MySQL 8.0 Reference Manual Including MySQL NDB Cluster 8.0

21.6.5 Working with InnoDB ReplicaSet

You work with an InnoDB ReplicaSet in much the same way as you would work with an InnoDB cluster. For example as seen in Adding Instances to a ReplicaSet, you assign a ReplicaSet object to a variable and call operations that administer the ReplicaSet, such as ReplicaSet.addInstance() to add instances, which is the equivalent of Cluster.addInstance() in InnoDB cluster. Thus, much of the documentation at Section 21.5, “Working with InnoDB Cluster” also applies to InnoDB ReplicaSet. The following operations are supported by ReplicaSet objects:

For more information, see the linked InnoDB cluster sections.

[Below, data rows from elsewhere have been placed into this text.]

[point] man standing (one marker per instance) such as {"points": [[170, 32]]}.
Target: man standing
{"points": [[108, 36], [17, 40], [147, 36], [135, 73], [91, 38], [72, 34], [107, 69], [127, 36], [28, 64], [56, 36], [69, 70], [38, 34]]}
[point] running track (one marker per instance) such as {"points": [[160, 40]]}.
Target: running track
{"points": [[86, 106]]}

The following operations are specific to InnoDB ReplicaSet and can only be called against a ReplicaSet object:

Planned Changes of the Replica Set Primary

Use the ReplicaSet.setPrimaryInstance() operation to safely perform a change of the primary of a ReplicaSet to another instance. The current primary is demoted to a secondary and made read-only, while the promoted instance becomes the new primary and is made read-write. All other secondary instances are updated to replicate from the new primary. MySQL Router instances which have been bootstrapped against the ReplicaSet automatically start redirecting read-write clients to the new primary.

For a safe change of the primary to be possible, all replica set instances must be reachable by MySQL Shell and have consistent GTID_EXECUTED sets. If the primary is not available, and there is no way to restore it, a forced failover might be the only option instead, see Forcing the Primary Instance in a Replica Set.

During a change of primary, the promoted instance is synchronized with the old primary, ensuring that all transactions present on the primary are applied before the topology change is committed. If this synchronization step takes too long or is not possible on any of the secondary instances, the operation is aborted. In such a situation, these problematic secondary instances must be either repaired or removed from the ReplicaSet for the fail over to be possible.

Forcing the Primary Instance in a Replica Set

Unlike InnoDB cluster, which supports automatic failover in the event of an unexpected failure of the primary, InnoDB ReplicaSet does not have automatic failure detection or a consensus based protocol such as that provided by Group Replication. If the primary is not available, a manual failover is required. An InnoDB ReplicaSet which has lost its primary is effectively read-only, and for any write changes to be possible a new primary must be chosen. In the event that you cannot connect to the primary, and you cannot use ReplicaSet.setPrimaryInstance() to safely perform a switchover to a new primary as described at Planned Changes of the Replica Set Primary, use the ReplicaSet.forcePrimaryInstance() operation to perform a forced failover of the primary. This is a last resort operation that must only be used in a disaster type scenario where the current primary is unavailable and cannot be restored in any way.

Warning

A forced failover is a potentially destructive action and must be used with caution.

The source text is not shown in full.